How to deal with intimidation

Stay calm

An intimdating person wants you to cower. They want to see your react with fear or retreat in some way. Their anger is a cover-up for their own inadequacies. Intimidating people often feel they lack true power. They don’t know how to be assertive and aggression is their first line of defense. Don’t react when you feel intimidated. Stay calm and think before responding. Never match the aggressor’s anger, this will escalate the situation.

Stand your ground

Intimidation is a tactic to win through fear. Do not show fear or subservience to an intimidating person. This will give them the upper hand. Instead, repeat their request slowly. Ask them questions in a calm manner. Example: I see that you are angry right now, can we talk about this? Or “There is no need to shout at me, I can hear what you are saying”.

Acknowledge that you can see they are angry. You could also respond with feedback on how their intimidating behaviour is affecting you. “I am finding you quite intimidating right now, could we please talk about this calmly?”

Don’t give in to intimidation. As hard as it may be, stand your ground and be repetitive in your response. Example. “I hear what you are saying but this isn’t something we are going to agree on.”

Aggressor “you will have to agree on this, it’s non negotiable”

Repeat: “I don’t believe this is something we will agree on, we will have to compromise in some way.”

Be repetitive and don’t allow intimidation to wear you down.

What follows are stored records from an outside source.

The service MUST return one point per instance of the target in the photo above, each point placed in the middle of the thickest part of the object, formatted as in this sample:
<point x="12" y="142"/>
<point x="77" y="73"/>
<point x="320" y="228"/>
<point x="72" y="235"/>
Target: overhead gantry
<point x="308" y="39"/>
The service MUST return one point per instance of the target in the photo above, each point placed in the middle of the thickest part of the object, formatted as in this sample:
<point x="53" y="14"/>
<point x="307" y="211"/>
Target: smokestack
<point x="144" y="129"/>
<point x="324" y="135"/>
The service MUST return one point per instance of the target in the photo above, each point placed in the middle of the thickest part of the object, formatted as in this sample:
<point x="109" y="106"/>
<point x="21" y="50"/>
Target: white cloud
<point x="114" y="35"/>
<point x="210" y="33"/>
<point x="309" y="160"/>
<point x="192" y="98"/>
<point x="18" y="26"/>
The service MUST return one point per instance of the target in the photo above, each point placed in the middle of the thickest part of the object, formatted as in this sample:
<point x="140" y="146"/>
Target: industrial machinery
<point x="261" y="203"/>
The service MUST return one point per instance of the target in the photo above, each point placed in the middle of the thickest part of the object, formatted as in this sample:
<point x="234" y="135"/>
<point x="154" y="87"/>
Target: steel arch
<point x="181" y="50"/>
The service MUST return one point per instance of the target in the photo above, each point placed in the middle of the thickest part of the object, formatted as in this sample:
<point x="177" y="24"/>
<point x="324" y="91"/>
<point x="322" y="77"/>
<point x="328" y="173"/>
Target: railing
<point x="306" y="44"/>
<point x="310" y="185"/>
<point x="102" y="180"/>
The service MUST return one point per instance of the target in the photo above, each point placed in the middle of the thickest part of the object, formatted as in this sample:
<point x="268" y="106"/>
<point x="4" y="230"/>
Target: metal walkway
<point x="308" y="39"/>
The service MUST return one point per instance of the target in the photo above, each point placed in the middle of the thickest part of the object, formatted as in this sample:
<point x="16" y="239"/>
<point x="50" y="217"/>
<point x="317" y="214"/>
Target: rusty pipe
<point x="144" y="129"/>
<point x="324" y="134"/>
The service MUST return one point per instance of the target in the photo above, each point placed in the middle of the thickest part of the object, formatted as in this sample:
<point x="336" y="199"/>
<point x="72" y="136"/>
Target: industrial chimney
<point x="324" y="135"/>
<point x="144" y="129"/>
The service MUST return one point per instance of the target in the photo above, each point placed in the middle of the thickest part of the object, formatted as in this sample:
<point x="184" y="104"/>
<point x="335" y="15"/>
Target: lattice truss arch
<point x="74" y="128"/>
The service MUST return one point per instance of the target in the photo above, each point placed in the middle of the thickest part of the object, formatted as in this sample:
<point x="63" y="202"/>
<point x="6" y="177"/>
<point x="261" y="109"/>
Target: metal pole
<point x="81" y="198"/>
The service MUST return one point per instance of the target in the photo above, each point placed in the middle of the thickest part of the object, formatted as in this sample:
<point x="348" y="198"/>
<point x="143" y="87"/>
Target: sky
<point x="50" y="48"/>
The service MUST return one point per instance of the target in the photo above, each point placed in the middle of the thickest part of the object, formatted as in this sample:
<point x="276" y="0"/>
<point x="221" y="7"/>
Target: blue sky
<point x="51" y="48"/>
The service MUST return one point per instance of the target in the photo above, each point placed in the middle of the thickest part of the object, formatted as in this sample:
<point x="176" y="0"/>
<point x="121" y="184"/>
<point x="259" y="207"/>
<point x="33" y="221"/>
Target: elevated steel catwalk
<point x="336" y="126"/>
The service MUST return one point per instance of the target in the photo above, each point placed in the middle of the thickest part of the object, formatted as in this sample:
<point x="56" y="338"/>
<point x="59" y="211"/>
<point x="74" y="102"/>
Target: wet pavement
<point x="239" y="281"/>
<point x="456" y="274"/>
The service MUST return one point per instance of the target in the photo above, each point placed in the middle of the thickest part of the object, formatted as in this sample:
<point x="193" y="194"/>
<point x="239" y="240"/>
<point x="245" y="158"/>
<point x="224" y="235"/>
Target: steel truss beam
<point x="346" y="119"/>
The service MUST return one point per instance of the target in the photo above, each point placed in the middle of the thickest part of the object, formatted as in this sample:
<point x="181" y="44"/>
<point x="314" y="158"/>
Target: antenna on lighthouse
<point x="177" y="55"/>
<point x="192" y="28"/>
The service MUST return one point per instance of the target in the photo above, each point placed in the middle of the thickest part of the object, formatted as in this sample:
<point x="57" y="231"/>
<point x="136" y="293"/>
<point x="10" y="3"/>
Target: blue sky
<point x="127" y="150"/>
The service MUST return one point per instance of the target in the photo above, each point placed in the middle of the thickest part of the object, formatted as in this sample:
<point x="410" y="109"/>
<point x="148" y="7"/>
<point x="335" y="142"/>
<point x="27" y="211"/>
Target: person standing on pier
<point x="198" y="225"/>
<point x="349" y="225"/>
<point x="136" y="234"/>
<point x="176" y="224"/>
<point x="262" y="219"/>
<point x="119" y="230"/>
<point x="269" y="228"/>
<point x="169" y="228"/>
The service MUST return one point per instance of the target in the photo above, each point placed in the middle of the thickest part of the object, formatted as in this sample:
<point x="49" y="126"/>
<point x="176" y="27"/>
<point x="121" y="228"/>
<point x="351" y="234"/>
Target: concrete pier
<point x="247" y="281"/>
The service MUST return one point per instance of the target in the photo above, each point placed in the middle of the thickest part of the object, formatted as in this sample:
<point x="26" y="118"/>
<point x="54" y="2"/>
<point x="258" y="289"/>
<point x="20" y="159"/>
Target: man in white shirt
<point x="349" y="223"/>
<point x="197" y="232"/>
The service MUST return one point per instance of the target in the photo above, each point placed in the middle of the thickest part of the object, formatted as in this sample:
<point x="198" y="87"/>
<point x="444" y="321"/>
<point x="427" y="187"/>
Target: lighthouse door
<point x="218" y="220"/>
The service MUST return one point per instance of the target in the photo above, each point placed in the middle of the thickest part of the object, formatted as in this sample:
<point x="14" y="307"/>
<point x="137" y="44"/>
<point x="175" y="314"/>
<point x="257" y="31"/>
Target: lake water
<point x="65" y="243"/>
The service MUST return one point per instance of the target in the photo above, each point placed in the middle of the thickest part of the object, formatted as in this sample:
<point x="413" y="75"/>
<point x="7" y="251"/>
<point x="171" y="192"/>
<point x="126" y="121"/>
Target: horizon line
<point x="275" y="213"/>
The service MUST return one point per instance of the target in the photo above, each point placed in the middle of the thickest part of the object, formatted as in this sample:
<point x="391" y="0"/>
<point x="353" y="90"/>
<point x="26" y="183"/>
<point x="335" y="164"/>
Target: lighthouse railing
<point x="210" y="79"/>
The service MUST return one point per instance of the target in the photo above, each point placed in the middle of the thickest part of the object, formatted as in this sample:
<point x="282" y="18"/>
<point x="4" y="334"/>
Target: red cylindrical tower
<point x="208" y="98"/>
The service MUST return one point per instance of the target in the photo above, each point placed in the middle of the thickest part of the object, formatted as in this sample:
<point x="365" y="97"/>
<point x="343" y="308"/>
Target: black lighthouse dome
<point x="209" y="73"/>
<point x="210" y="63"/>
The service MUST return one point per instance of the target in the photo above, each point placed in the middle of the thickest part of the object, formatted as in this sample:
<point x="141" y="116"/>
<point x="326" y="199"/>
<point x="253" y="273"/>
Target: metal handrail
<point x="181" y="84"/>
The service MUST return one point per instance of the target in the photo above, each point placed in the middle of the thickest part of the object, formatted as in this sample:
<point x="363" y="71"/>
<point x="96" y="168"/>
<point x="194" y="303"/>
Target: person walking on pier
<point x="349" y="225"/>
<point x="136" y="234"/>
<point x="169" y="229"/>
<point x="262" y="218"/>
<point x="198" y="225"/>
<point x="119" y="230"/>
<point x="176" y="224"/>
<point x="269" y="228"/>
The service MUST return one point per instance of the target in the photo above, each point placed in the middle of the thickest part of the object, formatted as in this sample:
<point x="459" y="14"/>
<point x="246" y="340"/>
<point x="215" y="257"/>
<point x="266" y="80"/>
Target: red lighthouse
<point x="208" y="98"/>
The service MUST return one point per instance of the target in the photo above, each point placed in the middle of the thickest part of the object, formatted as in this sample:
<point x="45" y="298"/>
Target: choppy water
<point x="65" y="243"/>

The bark is often worse than the bite

When you refuse to give in to their intimidation, an aggressor will often change tactics. They respect someone who isn’t intimidated.They are more likely to back down when they realise that you will not give in. Show them that being aggressive isn’t going to make you change or give in to them.

Stay detached

Never take an intimidating person’s behaviour personally. It says more about them than it does about you.Intimidation suggests that a person has low self esteem, ultimately feels powerless underneath and does not have the skills to communicate assertively. Use this to your advantage by responding assertively. Being assertive is more likely to end in a win-win situation where both people’s needs are taken into consideration.

Intimidation comes from a place of weakness. A healthy balanced person does not need to intimidate others to get things done. Intimidation is a dysfunctional behaviour that has no place amongst mentally healthy, balanced individuals.